TDF Diagnostic Specification

Katherine Flavel, The TenDRA Project (copyeditor)
Jeroen Ruigrok van der Werven, The TenDRA Project (copyeditor)
DERA

First published 1998.

Revision History

1998-07-30

DERA

TenDRA 4.1.2 release.

i. Introduction

The TDF diagnostic information is intended to convey all that information, used by current source level debuggers, which would conventionally be part of an object file. Any particular installer will only use those parts of this information which its native object format can represent.

The version of the diagnostics described here is the first version. It has only been tested with TDF produced from C programs. There are known to be certain deficiencies relative to other languages (in particular to FORTRAN). A later version will correct these deficiencies. The changes already envisaged are detailed in §3, and would have minimal (if any) impact on C producers.

The diagnostic system introduces one new type of TDF linkable entities, and currently adds two new units to the bitstream representation of TDF.

Much of the actual annotation of procedure bodies is currently done by reserved TOKENs, which installers recognize specially. These TOKENs are described in §2.

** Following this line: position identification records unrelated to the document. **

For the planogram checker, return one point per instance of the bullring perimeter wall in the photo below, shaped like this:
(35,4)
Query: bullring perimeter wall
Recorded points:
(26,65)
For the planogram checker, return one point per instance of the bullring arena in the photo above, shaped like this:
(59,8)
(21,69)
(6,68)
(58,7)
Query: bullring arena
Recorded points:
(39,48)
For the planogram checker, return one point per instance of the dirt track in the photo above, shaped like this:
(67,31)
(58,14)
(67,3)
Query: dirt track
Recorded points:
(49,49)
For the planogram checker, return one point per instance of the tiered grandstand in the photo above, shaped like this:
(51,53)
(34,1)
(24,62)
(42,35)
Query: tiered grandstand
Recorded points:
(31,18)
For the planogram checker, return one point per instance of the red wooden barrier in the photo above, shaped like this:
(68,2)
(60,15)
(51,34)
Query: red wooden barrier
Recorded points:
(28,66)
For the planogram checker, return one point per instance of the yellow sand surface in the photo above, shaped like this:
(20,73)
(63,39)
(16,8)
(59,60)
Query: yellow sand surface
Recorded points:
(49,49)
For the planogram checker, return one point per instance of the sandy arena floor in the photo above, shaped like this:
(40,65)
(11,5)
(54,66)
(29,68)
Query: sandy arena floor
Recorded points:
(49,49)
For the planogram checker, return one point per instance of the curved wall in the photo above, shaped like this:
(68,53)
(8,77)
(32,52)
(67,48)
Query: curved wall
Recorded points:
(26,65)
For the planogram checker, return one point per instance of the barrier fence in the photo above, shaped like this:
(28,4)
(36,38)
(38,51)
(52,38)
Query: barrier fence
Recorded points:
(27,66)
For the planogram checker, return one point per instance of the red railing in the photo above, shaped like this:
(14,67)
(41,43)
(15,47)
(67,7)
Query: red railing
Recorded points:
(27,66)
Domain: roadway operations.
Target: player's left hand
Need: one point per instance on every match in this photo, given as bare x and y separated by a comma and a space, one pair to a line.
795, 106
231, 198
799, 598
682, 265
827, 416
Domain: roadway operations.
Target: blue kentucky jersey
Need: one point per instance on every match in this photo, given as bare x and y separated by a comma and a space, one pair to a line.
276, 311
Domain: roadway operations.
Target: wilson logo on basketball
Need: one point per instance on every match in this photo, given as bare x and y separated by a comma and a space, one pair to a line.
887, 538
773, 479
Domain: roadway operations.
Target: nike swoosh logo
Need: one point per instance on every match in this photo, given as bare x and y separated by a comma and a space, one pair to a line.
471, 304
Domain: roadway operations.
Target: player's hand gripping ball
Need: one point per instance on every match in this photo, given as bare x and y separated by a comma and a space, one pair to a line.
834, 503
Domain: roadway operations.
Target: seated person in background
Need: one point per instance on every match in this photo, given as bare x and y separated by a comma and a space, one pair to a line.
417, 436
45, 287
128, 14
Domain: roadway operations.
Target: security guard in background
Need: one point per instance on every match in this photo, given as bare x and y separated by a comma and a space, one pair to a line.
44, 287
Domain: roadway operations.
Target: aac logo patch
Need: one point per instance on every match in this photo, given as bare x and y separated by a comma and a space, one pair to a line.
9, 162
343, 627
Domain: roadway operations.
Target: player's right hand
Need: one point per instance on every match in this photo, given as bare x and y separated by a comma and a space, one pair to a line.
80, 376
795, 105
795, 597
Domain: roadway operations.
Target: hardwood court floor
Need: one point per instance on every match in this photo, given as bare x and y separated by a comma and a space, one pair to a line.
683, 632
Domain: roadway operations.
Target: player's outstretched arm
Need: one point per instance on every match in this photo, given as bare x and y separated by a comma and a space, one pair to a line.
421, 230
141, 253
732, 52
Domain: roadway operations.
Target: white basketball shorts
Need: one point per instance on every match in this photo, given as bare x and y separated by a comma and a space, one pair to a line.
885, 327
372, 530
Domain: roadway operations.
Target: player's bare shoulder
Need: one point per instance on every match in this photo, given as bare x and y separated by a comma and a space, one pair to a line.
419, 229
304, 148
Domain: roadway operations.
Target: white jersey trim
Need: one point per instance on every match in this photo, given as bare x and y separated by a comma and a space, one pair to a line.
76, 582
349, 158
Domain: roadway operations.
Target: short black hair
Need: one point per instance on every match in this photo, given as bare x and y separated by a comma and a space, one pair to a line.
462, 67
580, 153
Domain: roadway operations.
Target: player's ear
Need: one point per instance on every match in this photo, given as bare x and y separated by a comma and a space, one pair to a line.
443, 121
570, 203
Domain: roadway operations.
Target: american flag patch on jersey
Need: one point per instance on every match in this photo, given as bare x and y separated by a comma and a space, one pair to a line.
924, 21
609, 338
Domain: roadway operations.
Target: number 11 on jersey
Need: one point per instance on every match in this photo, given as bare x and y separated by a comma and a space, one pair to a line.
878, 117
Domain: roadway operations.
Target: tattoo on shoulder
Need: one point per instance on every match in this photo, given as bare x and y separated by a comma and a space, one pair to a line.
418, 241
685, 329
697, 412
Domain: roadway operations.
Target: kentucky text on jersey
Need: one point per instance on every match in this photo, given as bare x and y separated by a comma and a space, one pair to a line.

There is a resemblance between the TDF diagnostic information and Unix International's DWARF format. DWARF has similar aims to the TDF diagnostics, and ensuring that complete DWARF information could be generated provided a useful check during the development of the TDF diagnostics. However the TDF diagnostics are intended to be architecture (and format) neutral. No inference should be made about any link (present or future) between DWARF and TDF diagnostics.

1. Diagnostic SORTs

As a summary of this section:

DIAG_TYPEs describe programming language types (e.g. arrays, structs...). DIAG_TQs are qualifiers of DIAG_TYPEs used for attributes like volatile and const.
FILENAMEs and SOURCEMARKs describe source files and locations within them.
DIAG_TAGs associate integers with DIAG_TYPEs. They are used in a similar manner to normal TDF TAGs, and are held in a (TDF) linkable unit called a DIAG_TYPE_UNIT.
DIAG_UNITs hold a collection of DIAG_DESCRIPTORs, used for information outside procedure bodies.

1.1. DIAG_DESCRIPTOR

Number of encoding bits:	2
Is coding extendable:	yes

DIAG_DESCRIPTORs are used to associate names in the source program with diagnostic items.

1.1.1. diag_desc_id

Encoding number:

src_name:        TDFSTRING(k, n)
whence:          SOURCEMARK
found_at:        EXP POINTER(al)
type:            DIAG_TYPE
                       -> DIAG_DESCRIPTOR

Generates a descriptor for an identifier (of DIAG_TYPE type), whose source name was src_name from source location whence. The EXP found_at describes how to access the value. Note that the EXP need not be unique (e.g. FORTRAN EQUIVALENCE might be implemented this way).

1.1.2. diag_desc_struct

Encoding number:

src_name:        TDFSTRING(k, n)
whence:          SOURCEMARK
new_type:        DIAG_TYPE
                       -> DIAG_DESCRIPTOR

Generates a descriptor whose source name was src_name. new_type must be either a DIAG_STRUCT, DIAG_UNION or DIAG_ENUM.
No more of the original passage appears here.